Finally: Victory in New York

It’s taken me a few days to get around to posting about the huge victory we just celebrated in New York, perhaps because it has taken me that long for it to sink in, even though the moment it was announced that the bill was passed, my husband got down on one knee, and said, “Will you marry me?” and without a moment’s hesitation I said “You’d better believe I will.”

Now we’ve been married, as far as we are concerned, since 2002; we had a Service of Union at a Unitarian Church in Summit NJ in December of that year. 

Will the passage of this law change what we mean to each other?  Not much; I think the fact that we are willing to do it all over again after nine years together is clear proof of our commitment to each other.  But the legal recognition of our relationship will have a powerful impact on our relationship to the State.

Most of it is practical stuff and has to do with taxes, inheritance, hospital visitation, medical decision-making, and a host of other things that heterosexual married couples take for granted.  These things come via the instant next-of-kin status that marriage conveys, with all the protections and responsibilities that implies.

Of course, the homophobic bigots have wasted no time in threatening to fight back and/or predicting dire consequences.  Maggie Gallagher and the National Organization for Marriage have already pledged some two million dollars toward ousting the handful of Republican State Senators who changed their stance and voted “yes” at the eleventh hour.  And Pat Robertson, predictably enough, has opened his big yap and predicted that now that we have same-sex marriage in New York God is going to destroy America.

Really, Pat?  It didn’t seem to bother Him when Massachusetts adopted same-sex marriage.  And Vermont, New Hampshire, Connecticut, and Iowa have all gotten there before us, with nary a peep from above.  Yet now that New York has it, God is going to make with the lightning bolts?  Come on, Pat.  I know you’re getting on in years, but surely you can do better than that.

But I digress.

I am forty-eight years old; John is fifty-four.  We grew up gay at a time when the idea of same-sex marriage was not even on the radar; we did not think such an option would ever be open to us.  I am not sure that anyone who is not LGBT can understand what this means.  Even now, with equality finally a reality, it is almost hard to believe, as if someone were going to take it away again (Sorry, Maggie, but I doubt you’ll have any more success here than you did in Massachusetts).

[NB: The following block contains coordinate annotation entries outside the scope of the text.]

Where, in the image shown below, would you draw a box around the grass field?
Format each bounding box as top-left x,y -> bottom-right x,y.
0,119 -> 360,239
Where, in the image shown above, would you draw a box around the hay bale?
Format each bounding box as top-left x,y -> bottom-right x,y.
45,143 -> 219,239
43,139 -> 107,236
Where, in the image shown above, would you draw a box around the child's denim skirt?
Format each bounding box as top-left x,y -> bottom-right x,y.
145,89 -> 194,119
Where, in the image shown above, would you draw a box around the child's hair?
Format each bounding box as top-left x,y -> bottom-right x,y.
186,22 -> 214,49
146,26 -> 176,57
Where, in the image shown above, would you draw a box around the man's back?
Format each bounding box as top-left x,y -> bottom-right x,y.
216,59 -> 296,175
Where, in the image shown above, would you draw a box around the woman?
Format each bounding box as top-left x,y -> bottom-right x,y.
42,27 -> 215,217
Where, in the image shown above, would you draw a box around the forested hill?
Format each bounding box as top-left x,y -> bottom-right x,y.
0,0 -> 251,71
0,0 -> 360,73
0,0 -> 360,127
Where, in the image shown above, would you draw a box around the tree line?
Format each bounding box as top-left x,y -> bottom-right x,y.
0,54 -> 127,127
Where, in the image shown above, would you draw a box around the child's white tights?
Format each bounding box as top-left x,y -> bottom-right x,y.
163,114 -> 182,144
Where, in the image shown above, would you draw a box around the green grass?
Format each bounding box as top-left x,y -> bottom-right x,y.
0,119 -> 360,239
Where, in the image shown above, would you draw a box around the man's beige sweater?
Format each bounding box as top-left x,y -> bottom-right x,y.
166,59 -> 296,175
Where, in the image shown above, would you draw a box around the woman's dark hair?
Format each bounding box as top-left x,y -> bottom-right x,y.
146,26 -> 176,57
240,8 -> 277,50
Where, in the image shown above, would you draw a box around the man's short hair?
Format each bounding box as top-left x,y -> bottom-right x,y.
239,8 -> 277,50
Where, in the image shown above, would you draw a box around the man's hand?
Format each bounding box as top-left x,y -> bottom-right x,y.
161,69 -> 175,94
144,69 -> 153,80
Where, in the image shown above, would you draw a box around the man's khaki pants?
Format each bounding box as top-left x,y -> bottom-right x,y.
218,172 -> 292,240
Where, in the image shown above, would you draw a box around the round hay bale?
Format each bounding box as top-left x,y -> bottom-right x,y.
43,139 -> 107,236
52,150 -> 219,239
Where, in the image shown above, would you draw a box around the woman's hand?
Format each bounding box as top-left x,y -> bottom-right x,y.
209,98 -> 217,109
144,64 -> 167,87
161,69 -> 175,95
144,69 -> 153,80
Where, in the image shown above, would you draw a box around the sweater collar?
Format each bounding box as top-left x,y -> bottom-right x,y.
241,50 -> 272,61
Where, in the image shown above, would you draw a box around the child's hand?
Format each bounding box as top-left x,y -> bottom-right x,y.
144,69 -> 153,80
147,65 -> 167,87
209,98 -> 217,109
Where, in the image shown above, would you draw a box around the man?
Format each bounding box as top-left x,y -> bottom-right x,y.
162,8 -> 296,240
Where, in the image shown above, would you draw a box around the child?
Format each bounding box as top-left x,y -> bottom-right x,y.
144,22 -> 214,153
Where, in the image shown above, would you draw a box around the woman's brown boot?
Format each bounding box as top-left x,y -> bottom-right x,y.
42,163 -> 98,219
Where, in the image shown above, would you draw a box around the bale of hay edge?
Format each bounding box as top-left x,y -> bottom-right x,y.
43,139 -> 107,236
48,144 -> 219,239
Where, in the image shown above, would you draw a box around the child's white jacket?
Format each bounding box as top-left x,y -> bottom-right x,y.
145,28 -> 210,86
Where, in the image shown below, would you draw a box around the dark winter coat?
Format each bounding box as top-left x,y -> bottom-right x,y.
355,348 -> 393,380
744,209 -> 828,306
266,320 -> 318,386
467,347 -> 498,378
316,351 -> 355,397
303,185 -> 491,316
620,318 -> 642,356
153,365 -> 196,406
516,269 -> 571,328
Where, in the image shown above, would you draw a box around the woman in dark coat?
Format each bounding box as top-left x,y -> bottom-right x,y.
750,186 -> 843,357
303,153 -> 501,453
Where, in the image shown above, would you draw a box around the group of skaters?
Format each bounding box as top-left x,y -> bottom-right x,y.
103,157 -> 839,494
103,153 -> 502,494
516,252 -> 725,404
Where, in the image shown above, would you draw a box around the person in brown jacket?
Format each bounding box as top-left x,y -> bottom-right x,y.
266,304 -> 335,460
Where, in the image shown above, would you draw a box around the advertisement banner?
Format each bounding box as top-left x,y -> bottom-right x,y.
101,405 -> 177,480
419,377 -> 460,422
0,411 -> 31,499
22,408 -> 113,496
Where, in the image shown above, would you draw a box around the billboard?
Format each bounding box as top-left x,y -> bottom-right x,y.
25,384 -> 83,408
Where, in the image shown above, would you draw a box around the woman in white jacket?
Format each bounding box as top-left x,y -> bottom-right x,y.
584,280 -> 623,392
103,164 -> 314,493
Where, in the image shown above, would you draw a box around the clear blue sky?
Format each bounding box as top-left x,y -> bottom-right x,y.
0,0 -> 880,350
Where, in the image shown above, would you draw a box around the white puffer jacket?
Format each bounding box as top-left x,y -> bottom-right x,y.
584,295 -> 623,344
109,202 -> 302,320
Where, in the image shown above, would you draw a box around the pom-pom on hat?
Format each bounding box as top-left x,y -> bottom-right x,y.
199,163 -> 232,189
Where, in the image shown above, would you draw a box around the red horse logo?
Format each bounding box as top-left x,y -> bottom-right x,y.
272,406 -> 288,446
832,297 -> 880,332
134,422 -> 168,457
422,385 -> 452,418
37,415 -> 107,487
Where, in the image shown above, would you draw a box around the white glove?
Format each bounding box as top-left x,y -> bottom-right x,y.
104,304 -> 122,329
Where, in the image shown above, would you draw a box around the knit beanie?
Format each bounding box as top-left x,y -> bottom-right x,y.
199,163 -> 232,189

Anyway, it’s here, and we’re planning to get married legally this time.  We’ll probably do it quickly and quietly at City Hall; we already had a church wedding, and practically speaking, the license is what matters to us; the love has been there since the day we first met.

Hopefully this victory will lead to more.  It is my hope that the next generation of LGBTs will have the same access to marriage as heterosexuals do, across the country.  I even dare to hope that I may live to see it.

And to those of you who think it’s “icky” and “wrong” and “an abomination,” I have only this to say:  If you do not like same-sex marriage, do not marry someone of the same sex.  This isn’t rocket science, people.

And don’t throw the Bible at me either.  I know the Bible well, and I know that it says NOTHING about committed, loving same-sex couples; all it has are a few references to specific genital acts, usually related to rape, abuse, or idolatry (pagan temple prostitutes).  At any rate, times change, people learn and grow, and the idea of living by a Book that was written thousands of years ago without question is ridiculous.  And my husband and I are both Christians; yes, Maggie, we can be both.  And now we can even make it legal.